O modo como um indivíduo marcha (anda) diz quase tudo sobre a sua educação.
Tendo em conta que o que nos faz marchar é a cabeça e não os pés, é claro que importa mais ao estilo de andar o que nos metem na cabeça do que o tipo de sapatos onde metemos os pés desde a infância.
O cérebro cria todo um mecanismo de equilíbrios no corpo que torna a marcha uma possibilidade e, ao mesmo tempo, uma projecção do que temos na cabeça sobre nós próprios e sobre a relação do que somos com o que nos rodeia.
A realidade individual marchante é uma espécie de assinatura sobre o espaço social, que delimita o campo de força gravitacional cujo epicentro é o corpo. Como as relações entre indivíduos começam sempre por ser – e mais das vezes não vão além de – relações físicas fortuitas, o estilo de marcha constitui uma espécie de expressão/proposta de relação com os outros, que provoca acertos automáticos quer na ocupação do espaço social quer no estabelecimento de uma cadeia de possibilidades de relacionamento.
O facto de o cérebro fabricar os equilíbrios necessários à marcha a partir dos dados base de cada pessoa – altura, estrutura esquelética, peso, flexibilidade, defeitos nos pés, etc – mas tomando como filtro a vontade/necessidade de evidenciar um tipo específico de conquista do espaço, o modo como andamos depende de uma aprendizagem pelo uso, tratando-se pois de um saber adaptativo, instrumental àquilo que poderíamos definir como objectivo permanente de acção vital de cada indivíduo.
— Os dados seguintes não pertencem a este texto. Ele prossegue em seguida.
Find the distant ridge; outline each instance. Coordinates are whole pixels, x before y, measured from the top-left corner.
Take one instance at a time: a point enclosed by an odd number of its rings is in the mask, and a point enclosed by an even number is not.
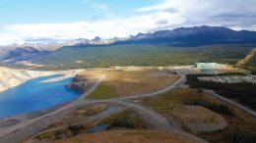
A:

Se mirarmos bem o modo como os nossos vizinhos põem os pés na rua dirigindo-se às suas rotinas – café, carro, trabalho, convívio – podemos perfeitamente catalogá-los pelo fim último de sua acção de marchar. Com breves observações, consigo distinguir na marcha de qualquer anónimo o seu objectivo permanente de acção e catalogá-lo como soldado, rei, actor, bailarina ou futebolista.